Et l’honnête cordonnier se dirige vers la maison qu’habite le musicien; mais, à peine entré dans la froide mansarde de son client, il se sent pris de remords, surtout à la vue du jeune homme pâle et amaigri par la misère. — Pourquoi m’apportez-vous ces galoches vous-même? S’écrie celui-ci. Je vous avais dit que j’irais les prendre chez vous; je ne puis pas vous les payer aujourd’hui. — Qu’à cela ne tienne, monsieur, répond le bottier; nous compterons plus tard.
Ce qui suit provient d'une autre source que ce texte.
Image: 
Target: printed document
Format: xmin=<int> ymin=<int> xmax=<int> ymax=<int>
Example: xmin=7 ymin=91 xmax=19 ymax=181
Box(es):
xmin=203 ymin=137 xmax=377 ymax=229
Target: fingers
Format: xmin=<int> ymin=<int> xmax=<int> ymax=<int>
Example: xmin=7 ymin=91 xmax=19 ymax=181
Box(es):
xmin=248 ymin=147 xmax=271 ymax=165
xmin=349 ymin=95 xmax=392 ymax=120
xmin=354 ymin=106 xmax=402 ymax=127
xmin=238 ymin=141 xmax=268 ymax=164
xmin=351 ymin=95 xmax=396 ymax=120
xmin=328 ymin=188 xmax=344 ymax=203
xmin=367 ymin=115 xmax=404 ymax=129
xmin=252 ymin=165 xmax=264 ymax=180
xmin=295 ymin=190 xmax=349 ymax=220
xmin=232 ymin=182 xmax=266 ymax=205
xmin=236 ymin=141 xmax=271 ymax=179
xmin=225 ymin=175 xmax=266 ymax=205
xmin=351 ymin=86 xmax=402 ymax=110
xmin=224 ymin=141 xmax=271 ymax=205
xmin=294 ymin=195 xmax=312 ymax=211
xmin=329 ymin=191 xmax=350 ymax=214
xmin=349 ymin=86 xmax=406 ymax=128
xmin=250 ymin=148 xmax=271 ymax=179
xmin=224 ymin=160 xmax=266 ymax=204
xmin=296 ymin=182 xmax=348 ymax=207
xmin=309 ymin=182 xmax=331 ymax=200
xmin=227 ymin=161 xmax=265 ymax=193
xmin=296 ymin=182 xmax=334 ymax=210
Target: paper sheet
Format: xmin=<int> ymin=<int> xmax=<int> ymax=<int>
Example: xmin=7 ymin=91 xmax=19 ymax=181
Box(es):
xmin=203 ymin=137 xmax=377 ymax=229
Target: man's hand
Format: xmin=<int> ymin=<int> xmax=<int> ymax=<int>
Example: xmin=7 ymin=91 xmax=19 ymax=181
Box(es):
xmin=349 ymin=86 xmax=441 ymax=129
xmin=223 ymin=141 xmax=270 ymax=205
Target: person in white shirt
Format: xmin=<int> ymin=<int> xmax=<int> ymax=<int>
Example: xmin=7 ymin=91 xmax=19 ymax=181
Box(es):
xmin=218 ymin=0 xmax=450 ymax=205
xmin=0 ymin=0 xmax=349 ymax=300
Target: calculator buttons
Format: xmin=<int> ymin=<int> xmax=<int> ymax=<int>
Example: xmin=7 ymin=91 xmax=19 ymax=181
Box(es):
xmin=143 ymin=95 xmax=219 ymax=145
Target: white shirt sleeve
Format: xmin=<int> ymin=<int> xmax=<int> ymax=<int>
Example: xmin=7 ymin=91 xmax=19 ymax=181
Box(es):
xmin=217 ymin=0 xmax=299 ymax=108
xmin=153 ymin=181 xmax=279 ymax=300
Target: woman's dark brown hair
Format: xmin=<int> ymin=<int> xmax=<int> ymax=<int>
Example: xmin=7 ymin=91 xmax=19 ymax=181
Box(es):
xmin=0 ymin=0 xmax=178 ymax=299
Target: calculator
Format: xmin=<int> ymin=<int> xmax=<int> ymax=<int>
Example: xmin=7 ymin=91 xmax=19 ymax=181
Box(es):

Prenez-les toujours, et ne vous inquiétez de rien. Et il se dirige vers la porte; puis, s’arrêtant : — Monsieur, ajoute-t-il, c’est dimanche prochain la fête de ma femme; nous aurons quelques personnes le soir; seriez-vous assez bon pour venir nous faire un peu de musique. Ma femme et ses amis raffolent de la danse[1]. — J’y serai, monsieur, répond l’artiste, vous pouvez y compter.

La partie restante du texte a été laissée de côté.